San Francisco QB Colin Kaepernick’s NFL stock skyrocketed when he led the 49ers to their first Super Bowl since 1994, even though they lost to the Baltimore Ravens.

Kaepernick began his career during the 2012 season. Now he is sharing time in the preseason with former Jacksonville Jaguars’ QB Blaine Gabbert. His return to the starting job is not assured.

His initial reason for not standing for the National Anthem before Friday’s game against Green Bay rang of lofty principles and troubled conscious.

“I am not going to stand up to show pride in a flag for a country that oppresses black people and people of color,” Kaepernick told NFL Media. “To me, this is bigger than football and it would be selfish on my part to look the other way. There are bodies in the street and people getting paid leave and getting away with murder.”

Truth is Kaepernick has spent little or no time in Bay area communities working with black youth, creating a dialogue between law enforcement and the black community, personally helping to close the deep divide that most will admit does exists.
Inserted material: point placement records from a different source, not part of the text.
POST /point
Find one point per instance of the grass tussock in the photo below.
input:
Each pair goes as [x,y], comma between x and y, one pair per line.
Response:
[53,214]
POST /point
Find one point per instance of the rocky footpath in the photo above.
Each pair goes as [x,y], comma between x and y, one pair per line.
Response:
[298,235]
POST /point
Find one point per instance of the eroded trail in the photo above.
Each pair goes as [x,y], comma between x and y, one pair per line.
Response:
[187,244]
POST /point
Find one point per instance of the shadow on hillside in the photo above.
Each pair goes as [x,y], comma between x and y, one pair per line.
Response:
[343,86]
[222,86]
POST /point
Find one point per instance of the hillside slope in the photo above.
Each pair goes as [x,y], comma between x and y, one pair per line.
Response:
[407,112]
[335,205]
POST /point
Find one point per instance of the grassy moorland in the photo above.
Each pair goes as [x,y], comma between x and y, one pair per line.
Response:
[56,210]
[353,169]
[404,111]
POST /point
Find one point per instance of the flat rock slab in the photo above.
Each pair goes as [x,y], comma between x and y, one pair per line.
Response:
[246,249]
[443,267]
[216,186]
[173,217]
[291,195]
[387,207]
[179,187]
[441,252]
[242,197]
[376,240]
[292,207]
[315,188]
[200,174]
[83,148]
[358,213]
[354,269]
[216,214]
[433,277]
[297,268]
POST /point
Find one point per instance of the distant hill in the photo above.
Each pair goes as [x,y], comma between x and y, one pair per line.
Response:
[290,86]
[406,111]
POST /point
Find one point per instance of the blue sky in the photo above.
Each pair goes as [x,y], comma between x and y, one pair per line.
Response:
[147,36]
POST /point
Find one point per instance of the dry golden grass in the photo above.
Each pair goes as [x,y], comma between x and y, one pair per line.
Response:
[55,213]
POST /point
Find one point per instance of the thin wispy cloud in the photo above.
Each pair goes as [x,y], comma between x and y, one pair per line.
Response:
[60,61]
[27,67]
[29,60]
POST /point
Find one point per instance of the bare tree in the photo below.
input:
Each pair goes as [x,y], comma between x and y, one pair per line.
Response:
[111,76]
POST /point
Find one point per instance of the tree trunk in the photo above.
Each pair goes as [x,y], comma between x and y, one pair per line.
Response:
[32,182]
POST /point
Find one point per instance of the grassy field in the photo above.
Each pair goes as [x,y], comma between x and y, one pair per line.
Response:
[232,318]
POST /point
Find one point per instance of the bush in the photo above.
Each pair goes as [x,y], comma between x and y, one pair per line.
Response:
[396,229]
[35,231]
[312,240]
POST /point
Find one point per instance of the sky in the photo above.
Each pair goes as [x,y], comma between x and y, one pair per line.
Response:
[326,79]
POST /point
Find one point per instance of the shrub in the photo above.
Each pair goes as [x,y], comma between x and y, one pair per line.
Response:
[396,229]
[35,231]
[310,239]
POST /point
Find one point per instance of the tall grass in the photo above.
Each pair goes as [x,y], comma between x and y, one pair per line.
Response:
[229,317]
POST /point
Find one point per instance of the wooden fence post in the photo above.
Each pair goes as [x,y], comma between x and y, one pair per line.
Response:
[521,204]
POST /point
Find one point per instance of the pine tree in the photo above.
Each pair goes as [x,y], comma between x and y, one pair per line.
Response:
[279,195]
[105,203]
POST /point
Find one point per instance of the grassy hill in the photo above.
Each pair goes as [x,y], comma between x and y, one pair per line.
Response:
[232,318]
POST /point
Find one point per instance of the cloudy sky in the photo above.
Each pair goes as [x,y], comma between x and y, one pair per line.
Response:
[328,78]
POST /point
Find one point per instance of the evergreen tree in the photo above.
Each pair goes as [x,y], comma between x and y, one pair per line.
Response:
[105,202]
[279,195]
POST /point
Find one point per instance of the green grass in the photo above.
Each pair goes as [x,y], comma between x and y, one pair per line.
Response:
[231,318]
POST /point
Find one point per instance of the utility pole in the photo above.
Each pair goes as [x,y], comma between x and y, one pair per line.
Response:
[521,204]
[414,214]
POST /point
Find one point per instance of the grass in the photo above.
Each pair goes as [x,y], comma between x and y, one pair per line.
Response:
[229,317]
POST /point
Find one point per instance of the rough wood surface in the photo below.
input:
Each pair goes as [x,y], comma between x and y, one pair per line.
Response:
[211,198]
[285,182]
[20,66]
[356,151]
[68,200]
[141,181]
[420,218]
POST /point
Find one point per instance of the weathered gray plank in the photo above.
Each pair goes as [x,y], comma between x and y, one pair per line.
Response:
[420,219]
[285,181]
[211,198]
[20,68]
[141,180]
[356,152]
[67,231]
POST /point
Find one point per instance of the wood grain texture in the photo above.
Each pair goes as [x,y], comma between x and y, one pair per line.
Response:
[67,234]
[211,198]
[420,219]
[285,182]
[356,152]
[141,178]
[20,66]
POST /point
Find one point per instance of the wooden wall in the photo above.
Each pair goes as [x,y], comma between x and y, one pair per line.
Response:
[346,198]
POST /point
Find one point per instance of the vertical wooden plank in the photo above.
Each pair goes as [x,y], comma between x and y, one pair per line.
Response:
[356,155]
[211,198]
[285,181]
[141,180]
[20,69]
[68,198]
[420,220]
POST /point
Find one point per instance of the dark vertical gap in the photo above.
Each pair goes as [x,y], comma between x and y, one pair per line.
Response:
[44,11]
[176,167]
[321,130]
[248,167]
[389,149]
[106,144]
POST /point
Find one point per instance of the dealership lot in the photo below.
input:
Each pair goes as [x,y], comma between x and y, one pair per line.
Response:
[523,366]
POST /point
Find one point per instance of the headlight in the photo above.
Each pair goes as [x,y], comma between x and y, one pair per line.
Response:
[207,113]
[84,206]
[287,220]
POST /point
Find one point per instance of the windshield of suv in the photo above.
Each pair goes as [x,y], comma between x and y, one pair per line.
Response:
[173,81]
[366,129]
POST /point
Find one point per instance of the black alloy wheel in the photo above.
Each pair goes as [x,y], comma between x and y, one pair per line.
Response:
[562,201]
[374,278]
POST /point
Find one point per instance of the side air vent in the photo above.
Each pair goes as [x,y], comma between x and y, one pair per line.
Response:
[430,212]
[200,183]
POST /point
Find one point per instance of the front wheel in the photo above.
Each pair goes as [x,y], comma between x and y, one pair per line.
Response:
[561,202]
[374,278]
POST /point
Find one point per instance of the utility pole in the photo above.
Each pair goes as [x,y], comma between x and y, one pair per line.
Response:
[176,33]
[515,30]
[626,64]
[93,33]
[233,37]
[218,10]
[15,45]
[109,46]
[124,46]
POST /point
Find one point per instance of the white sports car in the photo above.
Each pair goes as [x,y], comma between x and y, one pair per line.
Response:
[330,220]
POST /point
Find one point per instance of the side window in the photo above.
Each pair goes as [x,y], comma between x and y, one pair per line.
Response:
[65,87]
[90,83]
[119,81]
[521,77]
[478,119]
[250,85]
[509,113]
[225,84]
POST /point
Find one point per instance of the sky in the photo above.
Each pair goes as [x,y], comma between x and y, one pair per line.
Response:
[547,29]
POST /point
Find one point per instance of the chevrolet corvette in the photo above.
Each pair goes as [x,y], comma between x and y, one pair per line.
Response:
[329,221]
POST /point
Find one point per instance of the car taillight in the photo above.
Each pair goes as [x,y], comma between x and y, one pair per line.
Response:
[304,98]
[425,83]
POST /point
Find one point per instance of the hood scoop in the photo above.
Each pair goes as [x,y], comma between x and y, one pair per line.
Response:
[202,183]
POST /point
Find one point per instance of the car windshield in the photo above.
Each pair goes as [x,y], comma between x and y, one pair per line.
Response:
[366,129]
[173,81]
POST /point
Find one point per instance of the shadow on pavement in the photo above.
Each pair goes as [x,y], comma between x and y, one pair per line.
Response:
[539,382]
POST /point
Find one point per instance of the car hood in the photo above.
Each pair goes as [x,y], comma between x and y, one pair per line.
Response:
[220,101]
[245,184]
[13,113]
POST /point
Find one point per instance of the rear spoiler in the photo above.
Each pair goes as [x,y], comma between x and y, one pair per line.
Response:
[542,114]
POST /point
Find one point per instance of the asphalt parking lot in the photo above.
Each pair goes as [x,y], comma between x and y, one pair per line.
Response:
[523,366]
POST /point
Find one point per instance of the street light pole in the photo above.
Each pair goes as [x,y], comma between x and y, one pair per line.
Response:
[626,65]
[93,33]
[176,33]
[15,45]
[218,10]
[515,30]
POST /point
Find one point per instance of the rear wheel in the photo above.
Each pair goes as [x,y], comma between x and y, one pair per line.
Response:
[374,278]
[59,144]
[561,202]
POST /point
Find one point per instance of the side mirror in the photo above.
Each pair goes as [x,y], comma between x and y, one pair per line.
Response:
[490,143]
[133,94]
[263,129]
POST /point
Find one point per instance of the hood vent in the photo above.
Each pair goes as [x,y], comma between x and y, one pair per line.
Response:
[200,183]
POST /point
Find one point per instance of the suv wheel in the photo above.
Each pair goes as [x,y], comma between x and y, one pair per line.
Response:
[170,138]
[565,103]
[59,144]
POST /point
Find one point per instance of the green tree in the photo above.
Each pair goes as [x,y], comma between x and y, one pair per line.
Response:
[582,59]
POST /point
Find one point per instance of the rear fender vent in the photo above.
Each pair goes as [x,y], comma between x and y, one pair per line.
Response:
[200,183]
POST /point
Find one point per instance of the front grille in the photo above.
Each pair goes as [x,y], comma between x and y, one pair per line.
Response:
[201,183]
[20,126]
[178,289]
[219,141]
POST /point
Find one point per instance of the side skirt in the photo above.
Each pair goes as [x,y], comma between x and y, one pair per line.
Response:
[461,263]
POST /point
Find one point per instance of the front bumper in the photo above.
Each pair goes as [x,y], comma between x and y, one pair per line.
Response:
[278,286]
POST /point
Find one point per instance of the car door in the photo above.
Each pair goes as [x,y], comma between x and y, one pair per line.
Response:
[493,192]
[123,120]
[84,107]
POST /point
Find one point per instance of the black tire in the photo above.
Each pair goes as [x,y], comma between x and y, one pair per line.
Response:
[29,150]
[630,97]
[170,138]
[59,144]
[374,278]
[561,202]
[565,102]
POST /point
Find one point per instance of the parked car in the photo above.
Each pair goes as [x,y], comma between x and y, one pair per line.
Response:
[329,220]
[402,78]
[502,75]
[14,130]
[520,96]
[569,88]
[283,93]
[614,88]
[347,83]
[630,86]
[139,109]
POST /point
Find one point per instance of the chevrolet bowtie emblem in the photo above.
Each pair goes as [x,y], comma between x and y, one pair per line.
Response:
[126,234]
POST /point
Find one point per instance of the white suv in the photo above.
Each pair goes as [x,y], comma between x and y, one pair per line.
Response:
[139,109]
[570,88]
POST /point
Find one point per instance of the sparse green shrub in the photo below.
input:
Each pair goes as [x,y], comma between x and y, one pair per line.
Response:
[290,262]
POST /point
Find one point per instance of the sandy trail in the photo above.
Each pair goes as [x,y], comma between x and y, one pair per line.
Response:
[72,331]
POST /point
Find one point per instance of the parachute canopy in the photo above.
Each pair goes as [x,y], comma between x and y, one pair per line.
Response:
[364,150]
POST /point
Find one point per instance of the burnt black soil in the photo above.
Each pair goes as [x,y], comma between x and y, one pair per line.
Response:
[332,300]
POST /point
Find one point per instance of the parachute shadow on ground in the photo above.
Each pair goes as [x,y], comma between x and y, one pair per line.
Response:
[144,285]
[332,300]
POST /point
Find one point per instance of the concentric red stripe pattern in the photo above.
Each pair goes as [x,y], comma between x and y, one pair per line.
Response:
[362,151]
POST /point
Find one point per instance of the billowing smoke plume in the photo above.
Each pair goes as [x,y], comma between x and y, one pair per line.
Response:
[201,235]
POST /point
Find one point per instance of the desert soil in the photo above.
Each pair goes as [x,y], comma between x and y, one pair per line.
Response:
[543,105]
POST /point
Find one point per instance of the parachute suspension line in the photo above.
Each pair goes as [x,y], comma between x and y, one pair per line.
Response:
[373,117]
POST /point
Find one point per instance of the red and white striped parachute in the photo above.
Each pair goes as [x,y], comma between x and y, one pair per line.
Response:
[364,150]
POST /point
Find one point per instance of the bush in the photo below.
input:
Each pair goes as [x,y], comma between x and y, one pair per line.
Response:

Truth is his protest is more about him not getting the amount of exposure and publicity that he feels he is due from his past on-field heroics, now that he is competing to be “the man” again in San Francisco.

No. Sitting during a Patriotic song doesn’t do anything constructive to fix a serious problem except shine a brighter light on Colin. It’s like he learned this stunt in a Kardashian correspondence course chapter on how to act “Hot and Bothered.”

With his high profile, intelligence, big salary and touting that this personally troubling issue is bigger than football, he can do more than just not stand for the Star Spangled Banner. Sitting takes very little sweat equity like his numerous tweets on civil rights.

Bottom line is the Kaepernick doesn’t know the difference between Huey Newton and Huey Lewis. He is just upset that his star status is tarnished. His pre-game antics won’t help and certainly don’t raise any solutions to a serious problem.

In fairness to Kaepernick, he continues to raise awareness for Camp Taylor, a Bay-area charity that offers several programs for young people and families of children with heart disease. The cause is special to him as his parents lost two children to heart disease at a young age. But the last blog on his community involvement on the 49ers Web site is from 2014.

The 49ers issued a statement about Kaepernick’s decision: “The national anthem is and always will be a special part of the pre-game ceremony. It is an opportunity to honor our country and reflect on the great liberties we are afforded as its citizens. In respecting such American principles as freedom of religion and freedom of expression, we recognize the right of an individual to choose and participate, or not, in our celebration of the national anthem.”

By the way, the Packers won 21-10.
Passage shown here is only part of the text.